Justin Timberlake and Anna Kendrick lend their pipes to otherwise generic kids' movie based on vintage toy line

They’re small, squat and fuzzy, with ridiculous hair and a love of anonymous mischief-making … but enough about folks who haunt comments sections and blow up Twitter feeds. This DreamWorks animation joint revolves around a different type of troll, specifically those vintage miniature dolls blessed with drunken-pug faces and gravity-defying ‘dos. Having licensed the IP for the purposes of big-screen toysploitation, the company has come up with a story in which our furry little friends are pursued by giants known as Bergens; if these miserable, ogre-like creatures consume a troll on a holiday known as “Trollstice,” they allegedly experience a momentary sense of happiness. One massive underground escape later, the diminutive would-be desserts flee to the forest to live in peace, harmony and endless pop song singalongs. Years later, their trolltopia is threatened when an exiled Bergen chef (Christine Baranski) discovers their whereabouts and hopes to revive the tradition.

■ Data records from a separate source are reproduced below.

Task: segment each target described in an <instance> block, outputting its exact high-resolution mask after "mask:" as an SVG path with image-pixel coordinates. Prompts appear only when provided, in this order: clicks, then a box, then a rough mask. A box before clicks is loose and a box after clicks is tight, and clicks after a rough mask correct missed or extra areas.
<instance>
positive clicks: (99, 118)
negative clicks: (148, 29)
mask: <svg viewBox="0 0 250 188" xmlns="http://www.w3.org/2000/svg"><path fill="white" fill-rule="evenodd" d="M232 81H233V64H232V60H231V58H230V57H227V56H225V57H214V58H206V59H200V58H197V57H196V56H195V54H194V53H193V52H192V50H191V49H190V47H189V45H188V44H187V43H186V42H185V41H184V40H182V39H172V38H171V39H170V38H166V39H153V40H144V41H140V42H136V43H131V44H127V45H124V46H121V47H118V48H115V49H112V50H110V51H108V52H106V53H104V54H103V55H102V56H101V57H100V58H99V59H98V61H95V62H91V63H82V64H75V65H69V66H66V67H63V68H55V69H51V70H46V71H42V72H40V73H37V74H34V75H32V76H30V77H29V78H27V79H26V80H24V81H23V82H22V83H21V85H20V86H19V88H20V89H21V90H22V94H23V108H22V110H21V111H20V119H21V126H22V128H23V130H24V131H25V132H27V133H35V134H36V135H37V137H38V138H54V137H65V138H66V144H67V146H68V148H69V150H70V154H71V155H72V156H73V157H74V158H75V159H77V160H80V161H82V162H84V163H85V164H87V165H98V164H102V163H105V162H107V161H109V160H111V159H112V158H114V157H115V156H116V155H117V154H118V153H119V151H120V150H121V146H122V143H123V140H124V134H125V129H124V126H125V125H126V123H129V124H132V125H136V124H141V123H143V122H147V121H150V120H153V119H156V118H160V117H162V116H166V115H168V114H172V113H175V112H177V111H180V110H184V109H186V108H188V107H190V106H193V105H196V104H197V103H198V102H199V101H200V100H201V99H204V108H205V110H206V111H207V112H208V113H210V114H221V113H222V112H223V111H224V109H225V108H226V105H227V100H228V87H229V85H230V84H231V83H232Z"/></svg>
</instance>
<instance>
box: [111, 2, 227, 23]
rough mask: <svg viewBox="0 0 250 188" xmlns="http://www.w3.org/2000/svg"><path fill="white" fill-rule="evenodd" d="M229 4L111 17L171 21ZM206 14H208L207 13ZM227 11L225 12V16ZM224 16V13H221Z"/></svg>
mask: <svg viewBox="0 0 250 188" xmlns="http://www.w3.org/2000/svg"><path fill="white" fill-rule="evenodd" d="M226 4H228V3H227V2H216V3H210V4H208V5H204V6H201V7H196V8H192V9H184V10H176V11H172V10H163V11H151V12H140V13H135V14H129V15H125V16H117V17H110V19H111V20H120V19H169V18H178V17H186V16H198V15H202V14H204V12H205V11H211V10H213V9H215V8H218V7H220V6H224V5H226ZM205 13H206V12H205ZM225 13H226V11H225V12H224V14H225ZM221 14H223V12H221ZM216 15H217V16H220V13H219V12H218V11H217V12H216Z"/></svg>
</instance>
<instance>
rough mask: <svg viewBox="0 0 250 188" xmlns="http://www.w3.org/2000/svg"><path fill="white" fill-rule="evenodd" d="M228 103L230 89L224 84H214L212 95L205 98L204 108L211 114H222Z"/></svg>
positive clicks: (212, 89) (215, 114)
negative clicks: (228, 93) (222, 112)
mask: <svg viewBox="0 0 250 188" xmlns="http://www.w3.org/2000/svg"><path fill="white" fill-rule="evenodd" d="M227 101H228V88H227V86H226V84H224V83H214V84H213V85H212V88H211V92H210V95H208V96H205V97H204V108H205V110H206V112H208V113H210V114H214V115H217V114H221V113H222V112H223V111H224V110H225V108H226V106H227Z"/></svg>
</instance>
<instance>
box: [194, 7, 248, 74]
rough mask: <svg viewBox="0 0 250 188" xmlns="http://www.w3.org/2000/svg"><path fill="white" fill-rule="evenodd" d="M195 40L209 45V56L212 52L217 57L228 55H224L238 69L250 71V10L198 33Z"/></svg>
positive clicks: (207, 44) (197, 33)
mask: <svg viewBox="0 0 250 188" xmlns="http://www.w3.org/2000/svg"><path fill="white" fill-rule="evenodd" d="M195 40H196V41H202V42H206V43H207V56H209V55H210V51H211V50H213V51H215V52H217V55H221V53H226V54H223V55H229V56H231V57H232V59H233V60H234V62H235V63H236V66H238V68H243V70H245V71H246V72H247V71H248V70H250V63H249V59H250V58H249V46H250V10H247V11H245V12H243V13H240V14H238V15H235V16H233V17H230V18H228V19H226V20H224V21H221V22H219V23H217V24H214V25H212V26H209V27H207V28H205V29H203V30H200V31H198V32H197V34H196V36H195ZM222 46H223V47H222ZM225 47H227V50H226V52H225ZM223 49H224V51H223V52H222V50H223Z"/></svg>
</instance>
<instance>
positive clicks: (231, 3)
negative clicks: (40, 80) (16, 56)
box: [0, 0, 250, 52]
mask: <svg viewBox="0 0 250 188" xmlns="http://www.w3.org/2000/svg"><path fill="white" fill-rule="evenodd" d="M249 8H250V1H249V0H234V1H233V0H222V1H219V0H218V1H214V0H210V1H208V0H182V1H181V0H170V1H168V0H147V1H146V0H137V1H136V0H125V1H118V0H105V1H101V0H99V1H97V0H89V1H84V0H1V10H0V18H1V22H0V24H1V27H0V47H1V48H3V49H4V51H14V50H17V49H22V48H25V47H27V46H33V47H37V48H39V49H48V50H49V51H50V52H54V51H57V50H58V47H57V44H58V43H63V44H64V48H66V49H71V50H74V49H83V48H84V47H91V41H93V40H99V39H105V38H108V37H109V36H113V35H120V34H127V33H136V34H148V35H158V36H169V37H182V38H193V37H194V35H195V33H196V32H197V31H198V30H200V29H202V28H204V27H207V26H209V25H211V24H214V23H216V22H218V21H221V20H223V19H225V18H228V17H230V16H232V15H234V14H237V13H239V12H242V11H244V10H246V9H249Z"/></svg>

Only the insanely optimistic Princess Poppy (Anna Kendrick) and her pessimistic friend Branch (Justin Timberlake) can rescue their troll-napped friends. Yadda yadda yadda.

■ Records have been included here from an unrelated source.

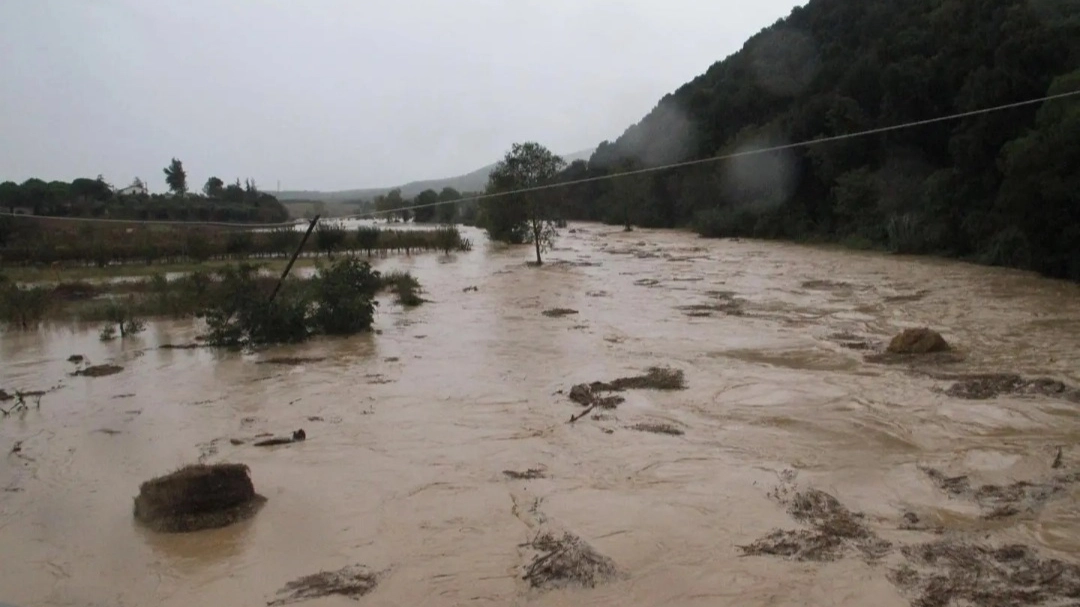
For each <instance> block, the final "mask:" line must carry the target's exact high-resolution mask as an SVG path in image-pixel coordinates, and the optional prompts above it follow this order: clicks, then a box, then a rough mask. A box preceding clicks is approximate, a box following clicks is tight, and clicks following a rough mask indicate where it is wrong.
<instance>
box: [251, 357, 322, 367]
mask: <svg viewBox="0 0 1080 607" xmlns="http://www.w3.org/2000/svg"><path fill="white" fill-rule="evenodd" d="M325 360H326V356H278V358H273V359H267V360H265V361H259V362H257V363H256V364H258V365H286V366H296V365H305V364H308V363H321V362H323V361H325Z"/></svg>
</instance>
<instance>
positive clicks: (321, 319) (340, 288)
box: [312, 258, 381, 335]
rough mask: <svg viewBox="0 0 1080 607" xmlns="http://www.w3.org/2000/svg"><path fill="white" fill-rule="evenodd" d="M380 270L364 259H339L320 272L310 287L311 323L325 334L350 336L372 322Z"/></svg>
mask: <svg viewBox="0 0 1080 607" xmlns="http://www.w3.org/2000/svg"><path fill="white" fill-rule="evenodd" d="M380 284H381V283H380V281H379V272H377V271H375V270H372V266H370V265H369V264H367V262H366V261H360V260H359V259H355V258H347V259H341V260H339V261H337V262H336V264H334V265H333V266H330V267H329V268H325V269H323V270H321V271H320V272H319V276H318V278H316V279H315V283H314V286H313V289H312V291H313V296H314V299H315V311H314V314H313V318H312V321H313V324H314V325H315V327H316V328H318V329H319V331H320V332H321V333H325V334H327V335H352V334H355V333H361V332H364V331H367V329H369V328H370V327H372V323H373V322H375V307H376V306H378V302H377V301H376V300H375V294H376V292H377V291H378V289H379V286H380Z"/></svg>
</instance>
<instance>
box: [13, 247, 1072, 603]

Forget the story, which borrows from virtually every other feature-length cartoon you’ve seen over the last decade, as well as Cinderella, Cyrano de Bergerac and the Campbellian hero’s journey template. This is really just an excuse to for celebrities to nab plum voiceover paydays – an A-list roll call includes Zooey Deschanel, Russell Brand, Gwen Stefani, James Corden and Jeffrey Tambor – for directors/Shrek franchise veterans Mike Mitchell and Walt Dohrn to roll out platitudes about finding your bliss, for corporate music-licensing liasons to justify their jobs (the soundtrack is a karaoke machine’s wet dream) and for folks to indulge in the sort of aggressively positive vibe that makes The Lego Movie feel damned near postapocalyptic. One character farts glitter and another poops cupcakes. You could not ask for better in-movie metaphors.

Where Trolls does rise above your run-of-the-mill children’s entertainment is its animation, which veers between artisanally crude felt-cut-out interludes and computer-rendered scenes emphasizing every strand of the trolls’ vertical, rainbow-ready hair. Rarely has so much care been made to show so much texture in an animated film, from the characters’ downy skin to the background flora that seems wonderfully tactile and almost hand-made. There’s a distinct arts-and-craft look to everything. You wonder if the project was given a grant by Etsy. And to say it’s colorful is an understatement; the variety of retina-searing primary and pastel hues hurled at your eyeballs at any and every given moment falls somewhere between a Skittles factory’s inventory and a psychedelic drug trip. (This is truly a kids’ movie designed for toddlers and your uncle that did too much Orange Sunshine that one time and never fully recovered.)

If you’ve ever been curious as to how far a studio toon could push the doors of perception in terms of a visual palette, or simply wondered what a Kendrick/Timberlake duet of “True Colors” would sound like, Trolls will answer these questions in between sandblasting you with manufactured joy. Otherwise, this is one of those time-killers that’s impossibly exuberant, insanely likable and instantly forgettable.